Carbonic Anhydrase

Carbonic Anhydrase

There are three recognised classes of carbonic anhydrase enzymes, alpha, beta and gamma, which have no significant sequence identity, and have structurally distinct overall folds.  Yet, despite their structural differences, the active sites of all three classes function with a single zinc atom that is essential for catalysis.  These enzymes are of ancient origin, and appear to have evolved independently from one another, thereby providing an excellent example of convergent evolution.  The three classes have differing distributions in different organisms: in mammals, all the isozymes so far discovered belong to the alpha-class; plants produce mainly the beta-class; prokaryotes encode all three classes of enzyme, with the beta- and gamma-classes predominating.

An Overview of Carbonic Anhydrase

Carbonic Anhydrase (CA) is a zinc-containing metalloenzyme. So far, at least eight isozymes have been found in mammals. Their structures, distribution, and properties are related to the secretion of H- and bicarbonate in various epithelial cells. By catalyzing the hydration of CO2 and some lipids and aldehydes, they participate in a variety of ion exchange and maintain the homeostasis of the body. Carbonic anhydrase is one of the main protein components of red blood cells and is second only to hemoglobin in erythrocytes. Carbonic anhydrase is found in the red blood cells of vertebrates and in various tissues of many animals as well as in the leaves of plants. It can rapid convert carbonated and bicarbonate ions in red blood cells and act on the secretion of hydrochloric acid in the stomach, generally speaking, by regulating the pH of body fluid. In addition, it is related to photosynthesis of plants.

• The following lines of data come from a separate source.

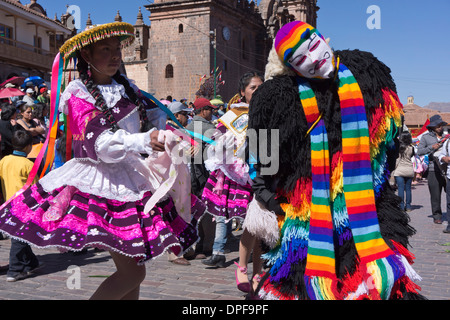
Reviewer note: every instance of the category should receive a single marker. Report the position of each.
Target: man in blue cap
(429, 144)
(181, 112)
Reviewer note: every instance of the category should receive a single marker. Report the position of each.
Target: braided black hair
(86, 78)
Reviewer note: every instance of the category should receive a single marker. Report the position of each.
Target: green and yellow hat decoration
(92, 34)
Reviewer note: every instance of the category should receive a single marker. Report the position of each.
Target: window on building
(244, 50)
(5, 34)
(169, 71)
(37, 44)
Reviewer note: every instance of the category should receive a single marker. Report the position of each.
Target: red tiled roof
(417, 116)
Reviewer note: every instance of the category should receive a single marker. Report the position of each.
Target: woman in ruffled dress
(97, 198)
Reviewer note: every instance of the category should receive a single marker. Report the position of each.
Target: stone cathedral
(187, 40)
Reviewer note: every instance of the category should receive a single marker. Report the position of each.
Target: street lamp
(213, 35)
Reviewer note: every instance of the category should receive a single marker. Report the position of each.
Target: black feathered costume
(277, 105)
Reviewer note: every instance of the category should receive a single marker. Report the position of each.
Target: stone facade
(181, 42)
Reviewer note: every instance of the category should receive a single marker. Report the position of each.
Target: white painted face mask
(313, 58)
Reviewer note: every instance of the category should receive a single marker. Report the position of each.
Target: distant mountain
(439, 106)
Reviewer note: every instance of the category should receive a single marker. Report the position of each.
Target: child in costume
(101, 197)
(342, 233)
(228, 189)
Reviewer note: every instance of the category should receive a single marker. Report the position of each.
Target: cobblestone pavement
(166, 281)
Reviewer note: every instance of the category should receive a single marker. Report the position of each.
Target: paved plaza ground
(166, 281)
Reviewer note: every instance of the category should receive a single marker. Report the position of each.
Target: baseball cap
(176, 107)
(203, 102)
(19, 103)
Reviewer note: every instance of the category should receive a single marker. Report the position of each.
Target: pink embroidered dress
(98, 197)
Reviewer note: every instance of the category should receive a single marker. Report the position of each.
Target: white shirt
(121, 172)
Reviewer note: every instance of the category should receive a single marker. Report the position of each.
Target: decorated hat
(92, 34)
(291, 36)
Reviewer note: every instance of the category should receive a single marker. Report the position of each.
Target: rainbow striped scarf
(357, 174)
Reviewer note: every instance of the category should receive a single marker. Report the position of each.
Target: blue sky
(412, 38)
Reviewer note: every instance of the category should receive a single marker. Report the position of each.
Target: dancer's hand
(154, 142)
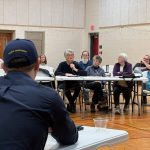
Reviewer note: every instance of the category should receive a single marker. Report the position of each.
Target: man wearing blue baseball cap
(28, 109)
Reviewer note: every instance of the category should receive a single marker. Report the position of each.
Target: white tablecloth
(90, 138)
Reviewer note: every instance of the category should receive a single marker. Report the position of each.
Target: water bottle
(148, 82)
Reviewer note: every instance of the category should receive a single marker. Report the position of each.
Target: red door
(94, 44)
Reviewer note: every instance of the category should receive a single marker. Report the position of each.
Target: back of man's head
(19, 53)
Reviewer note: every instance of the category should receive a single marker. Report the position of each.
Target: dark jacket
(127, 70)
(84, 66)
(27, 110)
(63, 68)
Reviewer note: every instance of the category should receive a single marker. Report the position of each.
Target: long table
(90, 138)
(109, 80)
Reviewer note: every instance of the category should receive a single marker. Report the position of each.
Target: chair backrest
(108, 68)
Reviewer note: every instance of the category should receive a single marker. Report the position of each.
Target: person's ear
(37, 64)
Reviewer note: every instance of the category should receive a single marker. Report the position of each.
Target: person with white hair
(122, 68)
(70, 68)
(1, 63)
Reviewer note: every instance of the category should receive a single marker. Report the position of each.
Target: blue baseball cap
(20, 53)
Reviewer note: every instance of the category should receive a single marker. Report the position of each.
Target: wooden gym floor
(138, 127)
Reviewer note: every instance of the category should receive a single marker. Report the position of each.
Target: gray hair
(68, 51)
(97, 57)
(124, 55)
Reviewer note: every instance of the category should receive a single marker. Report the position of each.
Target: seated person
(141, 67)
(45, 70)
(44, 67)
(96, 86)
(70, 68)
(122, 68)
(28, 109)
(1, 63)
(84, 63)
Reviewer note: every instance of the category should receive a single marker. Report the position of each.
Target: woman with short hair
(122, 67)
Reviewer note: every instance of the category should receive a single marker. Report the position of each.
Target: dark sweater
(126, 70)
(63, 68)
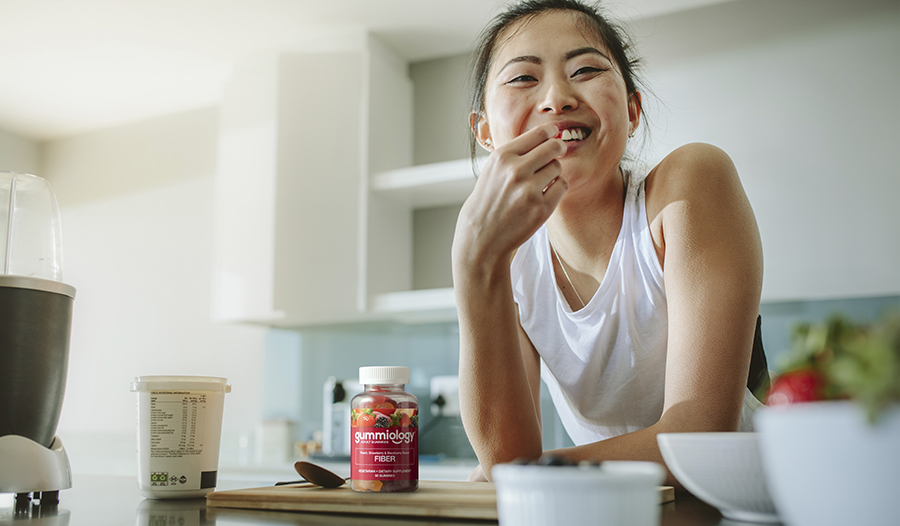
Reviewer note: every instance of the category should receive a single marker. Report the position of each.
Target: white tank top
(605, 364)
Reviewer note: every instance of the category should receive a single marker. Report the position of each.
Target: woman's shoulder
(690, 171)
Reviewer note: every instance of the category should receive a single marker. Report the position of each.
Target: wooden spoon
(319, 475)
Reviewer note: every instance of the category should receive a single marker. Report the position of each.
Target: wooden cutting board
(450, 499)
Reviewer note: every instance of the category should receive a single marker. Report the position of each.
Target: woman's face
(549, 71)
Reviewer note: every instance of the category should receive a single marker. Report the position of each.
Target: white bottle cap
(383, 375)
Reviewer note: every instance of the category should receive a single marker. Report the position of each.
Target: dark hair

Inhibition of Carbonic Anhydrase

The main inhibitor of CA is sulfanilamide. The inhibition of CA by surfactants such as DDT may be related to the facilitation of group dissociation. Different CAs have different sensitivities to sulfanilamide inhibitors. Hydrophobicity and drug affinity are related to the phenyl filling of phenylalanine side chain at CAⅢ-198, resulting in low catalysis and low sensitivity. In addition, surfactants can inhibit the formation of polymer at high concentration of CA, thus reducing the competitive inhibition of CA renaturation protein formation by the polymer and promoting protein refolding. Finally, the active concentration range of CA is enlarged during the start-up stage.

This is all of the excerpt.